The People’s Party (PP) of Spanish Prime Minister Mariano Rajoy has emerged victorious from Spain’s general elections but lost absolute majority to Socialists and Podemos parties.
According to the official results of Sunday’s polls, the conservative PP party obtained 123 seats, the PSOE came in second with 90 seats, anti-austerity Podemos became third with 69 seats, and centrists Ciudadanos got 40 seats.
For more than 30 years, the PP and the PSOE parties have alternated power, but this year’s results mean that Spain’s parliament will be forced to share authority between four parties.
After the announcement, Rajoy told his supporters that he will try to form a “stable government,” adding that “Spain needs a government that has the support of parliament.”

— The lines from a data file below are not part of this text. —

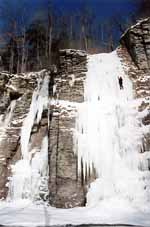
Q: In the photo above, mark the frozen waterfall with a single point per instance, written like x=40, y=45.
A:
x=29, y=178
x=109, y=135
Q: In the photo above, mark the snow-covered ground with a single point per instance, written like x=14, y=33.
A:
x=109, y=136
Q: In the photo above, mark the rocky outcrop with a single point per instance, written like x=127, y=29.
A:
x=135, y=55
x=66, y=186
x=15, y=97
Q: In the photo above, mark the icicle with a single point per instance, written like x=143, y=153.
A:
x=30, y=174
x=108, y=134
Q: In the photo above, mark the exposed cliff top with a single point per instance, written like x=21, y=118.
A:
x=72, y=52
x=137, y=26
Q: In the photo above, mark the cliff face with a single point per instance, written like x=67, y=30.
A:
x=135, y=54
x=66, y=187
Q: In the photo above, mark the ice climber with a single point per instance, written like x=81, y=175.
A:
x=120, y=82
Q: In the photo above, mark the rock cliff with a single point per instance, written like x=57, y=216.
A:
x=135, y=54
x=67, y=188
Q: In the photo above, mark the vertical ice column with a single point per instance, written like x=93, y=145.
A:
x=108, y=133
x=30, y=174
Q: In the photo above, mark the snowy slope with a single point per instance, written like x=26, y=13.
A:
x=109, y=136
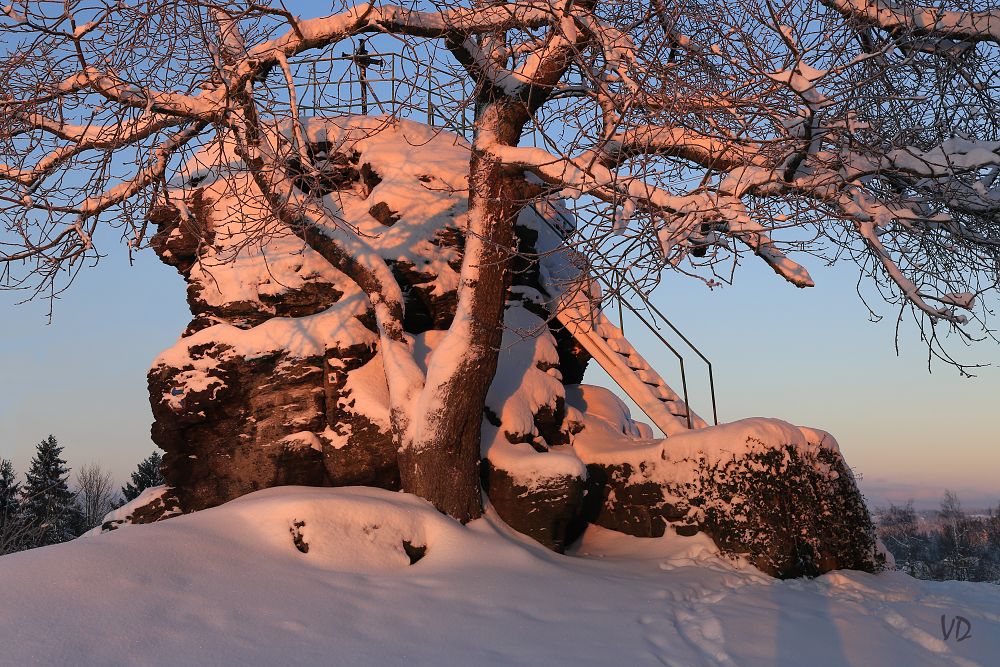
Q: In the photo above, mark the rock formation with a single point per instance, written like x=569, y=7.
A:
x=278, y=379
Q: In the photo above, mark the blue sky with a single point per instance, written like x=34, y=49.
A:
x=807, y=356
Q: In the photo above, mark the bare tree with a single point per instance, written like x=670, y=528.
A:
x=96, y=494
x=689, y=134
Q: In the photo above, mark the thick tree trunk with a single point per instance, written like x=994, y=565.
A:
x=441, y=463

“We will need to talk a lot, negotiate and reach agreement,” he noted.
Podemos leader, Pablo Iglesias,also told supporters that “We are starting a new political era in our country.”
The picking of a new premier is up to Spain’s King Felipe VI, who will select the prime minister after holding talks with winners of the vote.
Then, the nominated prime minster will face a vote of confidence before taking office. If he fails to gain sufficient votes, a second ballot will be cast after 48 hours. If deadlock is not breached with two months of the first vote, the king will call for new elections.